Recently, there has been remarkable progress in artificial intelligence, and we are now able to generate highly accurate and interpretable predictive models[20,21]. Rule extraction is a technique that attempts to find a compromise between requirements by building a simple rule set that mimics how well-performing complex predictive models (black-box, i.e., not understandable) make their decisions for physicians and clinicians. We proposed continuous recursive-rule extraction (Re-RX) with J48graft as a promising algorithm for rule extraction[22]; this was based on the Re-RX algorithm[23] to simultaneously enhance the accuracy and interpretability of the extracted classification rules.

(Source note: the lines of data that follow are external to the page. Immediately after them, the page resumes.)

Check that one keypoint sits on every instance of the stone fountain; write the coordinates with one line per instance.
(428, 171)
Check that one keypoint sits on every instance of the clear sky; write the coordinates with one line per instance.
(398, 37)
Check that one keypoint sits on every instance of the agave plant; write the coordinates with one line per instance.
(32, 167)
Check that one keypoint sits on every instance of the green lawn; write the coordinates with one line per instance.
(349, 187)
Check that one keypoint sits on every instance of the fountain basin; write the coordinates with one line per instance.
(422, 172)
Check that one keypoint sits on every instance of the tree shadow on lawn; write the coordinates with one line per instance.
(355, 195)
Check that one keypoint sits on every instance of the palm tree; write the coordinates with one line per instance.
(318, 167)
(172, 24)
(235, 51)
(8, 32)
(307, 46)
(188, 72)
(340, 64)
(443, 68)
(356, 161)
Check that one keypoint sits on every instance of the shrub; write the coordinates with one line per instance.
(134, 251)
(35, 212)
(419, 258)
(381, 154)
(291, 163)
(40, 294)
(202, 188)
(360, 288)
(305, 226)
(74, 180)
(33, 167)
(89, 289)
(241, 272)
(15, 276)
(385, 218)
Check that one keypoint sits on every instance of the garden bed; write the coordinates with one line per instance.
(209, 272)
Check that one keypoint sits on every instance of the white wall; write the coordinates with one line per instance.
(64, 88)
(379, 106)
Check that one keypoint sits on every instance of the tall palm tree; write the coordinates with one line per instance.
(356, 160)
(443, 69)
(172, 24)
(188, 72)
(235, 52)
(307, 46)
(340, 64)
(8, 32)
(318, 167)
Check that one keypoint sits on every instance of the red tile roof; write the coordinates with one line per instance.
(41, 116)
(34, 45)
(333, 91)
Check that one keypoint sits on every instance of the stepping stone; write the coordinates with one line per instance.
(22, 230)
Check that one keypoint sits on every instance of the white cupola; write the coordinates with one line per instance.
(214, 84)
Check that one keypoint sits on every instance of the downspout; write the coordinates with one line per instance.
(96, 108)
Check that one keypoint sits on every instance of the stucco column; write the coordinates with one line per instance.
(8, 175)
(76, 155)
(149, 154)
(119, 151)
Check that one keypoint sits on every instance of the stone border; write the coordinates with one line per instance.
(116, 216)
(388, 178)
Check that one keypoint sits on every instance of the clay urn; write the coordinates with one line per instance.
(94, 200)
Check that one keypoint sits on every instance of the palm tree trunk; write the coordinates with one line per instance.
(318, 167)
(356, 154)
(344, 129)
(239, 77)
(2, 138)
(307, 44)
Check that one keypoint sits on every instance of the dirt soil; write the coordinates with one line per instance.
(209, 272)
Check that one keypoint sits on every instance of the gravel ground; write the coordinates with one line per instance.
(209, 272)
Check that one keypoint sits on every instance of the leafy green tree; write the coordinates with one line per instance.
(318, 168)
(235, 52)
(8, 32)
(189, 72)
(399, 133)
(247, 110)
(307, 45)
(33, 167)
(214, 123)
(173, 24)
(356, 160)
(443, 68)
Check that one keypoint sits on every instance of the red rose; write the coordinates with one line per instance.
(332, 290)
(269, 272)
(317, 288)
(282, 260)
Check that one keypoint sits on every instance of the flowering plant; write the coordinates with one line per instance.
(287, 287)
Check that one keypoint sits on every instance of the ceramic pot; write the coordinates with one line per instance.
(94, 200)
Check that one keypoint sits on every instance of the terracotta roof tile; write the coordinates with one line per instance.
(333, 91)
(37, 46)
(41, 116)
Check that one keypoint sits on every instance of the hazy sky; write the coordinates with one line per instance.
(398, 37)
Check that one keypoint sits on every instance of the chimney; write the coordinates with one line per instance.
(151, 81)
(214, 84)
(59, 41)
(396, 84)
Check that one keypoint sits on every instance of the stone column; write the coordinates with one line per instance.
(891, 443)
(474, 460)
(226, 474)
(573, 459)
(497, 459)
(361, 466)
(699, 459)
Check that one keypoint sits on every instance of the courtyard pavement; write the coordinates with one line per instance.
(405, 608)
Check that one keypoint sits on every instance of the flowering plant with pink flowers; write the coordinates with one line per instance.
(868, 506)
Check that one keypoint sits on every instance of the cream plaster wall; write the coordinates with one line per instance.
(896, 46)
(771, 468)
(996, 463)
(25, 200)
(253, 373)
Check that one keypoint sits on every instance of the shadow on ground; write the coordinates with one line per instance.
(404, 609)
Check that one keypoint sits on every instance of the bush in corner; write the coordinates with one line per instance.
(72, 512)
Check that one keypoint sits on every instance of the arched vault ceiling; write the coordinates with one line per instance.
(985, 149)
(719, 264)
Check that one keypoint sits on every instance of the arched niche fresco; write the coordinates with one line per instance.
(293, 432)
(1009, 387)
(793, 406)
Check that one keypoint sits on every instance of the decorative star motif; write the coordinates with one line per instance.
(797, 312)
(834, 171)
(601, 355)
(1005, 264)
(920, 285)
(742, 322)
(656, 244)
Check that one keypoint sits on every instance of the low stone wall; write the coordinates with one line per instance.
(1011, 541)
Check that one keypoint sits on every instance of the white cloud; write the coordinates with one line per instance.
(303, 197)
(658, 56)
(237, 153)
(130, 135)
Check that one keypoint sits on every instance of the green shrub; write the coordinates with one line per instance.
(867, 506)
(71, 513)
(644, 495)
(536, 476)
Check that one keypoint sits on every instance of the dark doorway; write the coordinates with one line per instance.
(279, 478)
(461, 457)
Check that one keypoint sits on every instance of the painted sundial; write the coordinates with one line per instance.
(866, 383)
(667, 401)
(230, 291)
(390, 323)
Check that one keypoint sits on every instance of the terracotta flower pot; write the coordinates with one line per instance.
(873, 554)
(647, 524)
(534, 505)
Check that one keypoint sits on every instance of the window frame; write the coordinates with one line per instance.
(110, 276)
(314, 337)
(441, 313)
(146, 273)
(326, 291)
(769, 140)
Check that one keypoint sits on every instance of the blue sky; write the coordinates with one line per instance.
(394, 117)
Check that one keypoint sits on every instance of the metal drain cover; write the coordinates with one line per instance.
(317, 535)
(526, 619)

In the present study, we extracted new classification rules to predict NASH based on the biochemical profile of Japanese morbidly obese patients using Continuous Re-RX with J48graft. This predictive algorithm, which was named the Japanese algorithm of Morbid Obesity for NASH Prediction (JOMO algorithm), may be useful for predicting NASH in Japanese or Asian morbidly obese patients in the clinical setting.

MATERIALS AND METHODS
Study design

To create the prediction algorithm, we used the data of the cohort of Japanese morbidly obese patients who participated in our previous study[7]. The patient characteristics are shown in Supplemental Table 1 and Table 2 (modified from reference 7). One hundred and two patients, including 79 NASH and 23 non-NASH patients were analyzed using rule extraction technology. The main purpose of this study was to generate a highly accurate and interpretable predictive model for NASH in Japanese morbidly obese patients using an accuracy-priority rule extraction algorithm.

Table 1 The positive predictive value, negative predictive value, sensitivity, specificity and predictive accuracy rate of each category.
Positive predictive valueNegative predictive valueSensitivitySpecificityPredictive accuracy rate
HAIR score92.6%20.0%38.5%83.3%45.5%
BARD score78.0%8.3%49.2%25.0%45.5%
JOMO algorithm88.9%35.7%86.2%41.7%79.2%

To validate the algorithm, another cohort of 77 patients was collected from October 2012 to September 2014. This cohort included 65 NASH and 12 non-NASH patients. Consecutive obese patients undergoing bariatric surgery for the management of morbid obesity at a single center (Weight Loss and Metabolic Surgery Center, Yotsuya Medical Cube, Tokyo, Japan) underwent a liver biopsy during the operation[7]. The precise methods for liver biopsies and sampling have been described in previous study[7]. NASH was histologically defined as steatosis with at least two of the following[24]: (1) Lobular necro-inflammatory foci; (2) Ballooning degeneration of hepatocytes with or without Mallory bodies; and (3) Perisinusoidal fibrosis. The indications for bariatric surgery followed the criteria established in 2005 by the Asia–Pacific Bariatric Surgery Group consensus meeting[18] as follows: Asian patients with a BMI of > 37 kg/m2 or > 32 kg/m2 (with diabetes or 2 other obesity-related comorbidities) and failure to show any improvement with nonsurgical treatment.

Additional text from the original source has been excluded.